Frankfurt is een hondenfluitje dat zonder probleem kan passeren in
Nederland. Bijna alle namen die ik uit mijn hoofd kan noemen van de
School horen bij mannen van joodse achtergrond, dat moet de achterban
eventueel weten. Vaderlandloze gezellen oftewel globalisten, dat laatste
woord komt zeker voor in het vocabulaire van de onversneden nazi’s van
FvD. En niet alleen bij hun.
En inderdaad, op Walter Benjamin na, die te laat vluchtte voor de Duitse
invasie in Frankrijk, zijn de aan het Institut verbonden mensen tijdig
naar New York, onder de hoede van Union Theological, verhuisd – en
sommigen, zoals Marcuse, bleven in de VS, ook na de nederlaag van
nazi-Duitsland.
Zijn vluchtelingen vaderlandloze gezellen?
Het moet welhaast typisch Nederlands zijn, dat een intellectueel lichtgewicht als Baudet voor intellectueel kan poseren. Smijt wat woorden in het rond en je bent een Licht, dat evenwel toch aan het doven lijkt te zijn dezer dagen. Want lekker gewoon doen valt altijd nog beter in Nederland. Tot ook dat weer voorbij is (en intussen karren we door naar de afgrond).

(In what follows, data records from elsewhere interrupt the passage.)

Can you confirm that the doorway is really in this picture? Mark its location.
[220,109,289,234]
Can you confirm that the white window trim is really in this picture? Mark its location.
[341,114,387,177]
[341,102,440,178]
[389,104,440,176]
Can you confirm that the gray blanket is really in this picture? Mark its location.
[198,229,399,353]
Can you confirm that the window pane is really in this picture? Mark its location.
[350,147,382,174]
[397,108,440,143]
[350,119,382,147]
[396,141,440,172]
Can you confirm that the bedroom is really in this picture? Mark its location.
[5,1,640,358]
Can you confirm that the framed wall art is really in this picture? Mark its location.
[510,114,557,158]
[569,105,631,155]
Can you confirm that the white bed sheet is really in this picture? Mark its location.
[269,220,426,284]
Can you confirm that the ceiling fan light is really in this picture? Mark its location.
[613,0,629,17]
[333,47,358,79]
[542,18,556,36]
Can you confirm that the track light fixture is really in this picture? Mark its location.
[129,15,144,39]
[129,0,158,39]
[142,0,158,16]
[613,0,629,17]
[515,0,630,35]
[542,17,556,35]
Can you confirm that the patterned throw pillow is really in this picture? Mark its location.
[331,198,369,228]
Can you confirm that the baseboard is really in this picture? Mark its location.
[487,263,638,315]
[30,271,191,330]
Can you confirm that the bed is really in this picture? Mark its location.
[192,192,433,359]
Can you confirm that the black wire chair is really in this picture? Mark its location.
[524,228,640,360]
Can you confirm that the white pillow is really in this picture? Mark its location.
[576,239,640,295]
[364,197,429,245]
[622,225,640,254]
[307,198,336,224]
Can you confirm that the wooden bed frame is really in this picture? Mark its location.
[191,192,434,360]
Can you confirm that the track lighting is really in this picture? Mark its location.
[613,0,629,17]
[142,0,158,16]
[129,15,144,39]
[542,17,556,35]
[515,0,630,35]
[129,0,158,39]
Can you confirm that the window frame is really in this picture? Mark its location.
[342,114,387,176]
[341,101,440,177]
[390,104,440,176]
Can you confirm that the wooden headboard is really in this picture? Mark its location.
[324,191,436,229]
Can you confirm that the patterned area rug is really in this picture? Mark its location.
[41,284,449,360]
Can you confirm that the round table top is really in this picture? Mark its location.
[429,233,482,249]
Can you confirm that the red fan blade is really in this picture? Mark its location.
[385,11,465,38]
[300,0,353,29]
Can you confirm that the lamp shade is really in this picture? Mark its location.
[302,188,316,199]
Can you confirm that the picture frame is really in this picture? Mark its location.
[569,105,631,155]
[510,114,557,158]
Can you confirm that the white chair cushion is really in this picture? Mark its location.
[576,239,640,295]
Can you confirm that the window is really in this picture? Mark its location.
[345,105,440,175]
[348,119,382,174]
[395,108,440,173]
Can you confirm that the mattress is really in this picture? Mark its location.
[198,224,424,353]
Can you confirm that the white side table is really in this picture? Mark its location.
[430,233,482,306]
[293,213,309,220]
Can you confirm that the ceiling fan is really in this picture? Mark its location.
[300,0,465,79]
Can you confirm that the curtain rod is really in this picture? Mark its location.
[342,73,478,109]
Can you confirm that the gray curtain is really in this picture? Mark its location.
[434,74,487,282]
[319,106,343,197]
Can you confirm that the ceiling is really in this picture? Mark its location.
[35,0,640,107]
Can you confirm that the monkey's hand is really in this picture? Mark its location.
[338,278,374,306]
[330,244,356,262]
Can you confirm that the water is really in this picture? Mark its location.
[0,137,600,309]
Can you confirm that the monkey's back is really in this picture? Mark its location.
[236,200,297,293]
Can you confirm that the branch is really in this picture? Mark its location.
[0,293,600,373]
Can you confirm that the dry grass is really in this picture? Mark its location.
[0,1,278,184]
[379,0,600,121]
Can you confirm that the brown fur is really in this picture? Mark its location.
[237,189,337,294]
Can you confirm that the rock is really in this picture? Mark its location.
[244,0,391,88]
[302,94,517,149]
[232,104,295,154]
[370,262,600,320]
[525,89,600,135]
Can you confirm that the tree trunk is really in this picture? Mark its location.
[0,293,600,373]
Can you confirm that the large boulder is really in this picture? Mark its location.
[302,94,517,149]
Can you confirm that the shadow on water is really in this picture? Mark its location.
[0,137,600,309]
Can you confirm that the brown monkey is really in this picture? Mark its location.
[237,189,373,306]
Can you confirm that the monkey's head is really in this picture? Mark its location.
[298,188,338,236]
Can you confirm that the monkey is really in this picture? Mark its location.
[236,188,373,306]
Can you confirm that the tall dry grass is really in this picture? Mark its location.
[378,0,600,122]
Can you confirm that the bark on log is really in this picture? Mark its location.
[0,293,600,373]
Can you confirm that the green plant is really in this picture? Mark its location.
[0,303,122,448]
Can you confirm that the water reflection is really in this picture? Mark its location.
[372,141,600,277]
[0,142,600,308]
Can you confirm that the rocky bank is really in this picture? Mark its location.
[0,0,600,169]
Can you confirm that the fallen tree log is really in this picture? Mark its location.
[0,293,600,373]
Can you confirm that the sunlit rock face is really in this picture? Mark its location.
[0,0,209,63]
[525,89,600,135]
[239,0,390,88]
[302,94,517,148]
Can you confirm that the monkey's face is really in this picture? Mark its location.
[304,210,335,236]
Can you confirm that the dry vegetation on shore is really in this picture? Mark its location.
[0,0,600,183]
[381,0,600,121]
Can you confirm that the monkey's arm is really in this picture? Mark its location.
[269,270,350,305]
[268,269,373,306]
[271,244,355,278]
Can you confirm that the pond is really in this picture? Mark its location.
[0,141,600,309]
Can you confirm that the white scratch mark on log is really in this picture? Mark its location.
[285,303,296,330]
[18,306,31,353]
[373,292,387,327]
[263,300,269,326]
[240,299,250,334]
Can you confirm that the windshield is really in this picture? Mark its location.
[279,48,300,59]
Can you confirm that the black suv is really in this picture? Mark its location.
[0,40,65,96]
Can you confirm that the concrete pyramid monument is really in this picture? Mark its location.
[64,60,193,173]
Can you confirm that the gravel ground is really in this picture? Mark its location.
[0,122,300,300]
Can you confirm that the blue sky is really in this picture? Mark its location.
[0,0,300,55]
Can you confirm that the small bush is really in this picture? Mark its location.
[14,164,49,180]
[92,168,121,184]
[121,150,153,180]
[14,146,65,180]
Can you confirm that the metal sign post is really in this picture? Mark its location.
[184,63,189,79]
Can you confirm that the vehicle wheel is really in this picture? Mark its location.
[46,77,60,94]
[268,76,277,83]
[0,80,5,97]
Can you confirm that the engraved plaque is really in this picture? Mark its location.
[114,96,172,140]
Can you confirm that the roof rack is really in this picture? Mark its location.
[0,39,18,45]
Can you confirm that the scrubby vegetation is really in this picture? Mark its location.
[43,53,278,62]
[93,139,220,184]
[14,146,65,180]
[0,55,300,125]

Hoe beschikbaar zijn de werken van Frankfurters buiten bibliotheken?
In het Duitse en Engelse taalgebied is (nog) van alles te vinden. Op
marxists.org trof ik de volgende namen aan: Adorno, Benjamin, Bloch,
Fromm, Horkheimer, Löwenthal en (H.) Marcuse. Er staan belangrijke
werken tussen, zoals Das Prinzip Hoffnung van Bloch (in het Engels) en het echte boemansboek One dimensional man van Marcuse.
Van Erich Fromm was een heleboel in het Nederlands vertaald bij
uitgeverij Bijleveld. Weinigen van de genoemden zijn na 1945
teruggekeerd naar Frankfurt: Adorno en Horkheimer met name.
Hier
vindt u de tekst van Franz Neumann over de verknoping van grootkapitaal
en nazipartij, tegenwicht tegen de Mythos des 21. Jahrhunderts (ook
gekoesterd door Baudet) dat de nazi’s “links” waren.
Als warmlopertje stel ik voor Die Angestellten van Siegfried Kracauer, over proletarisch bestaan buiten de fabriek (1930).
En mocht u het heel dichtbij willen zoeken dan heb ik hier een eigen vertaling van Het kapitalisme als cultusreligie van Benjamin.
Misschien is het zinloos of overbodig dat ik er weer eens even op wijs, maar het moet/kan niet anders.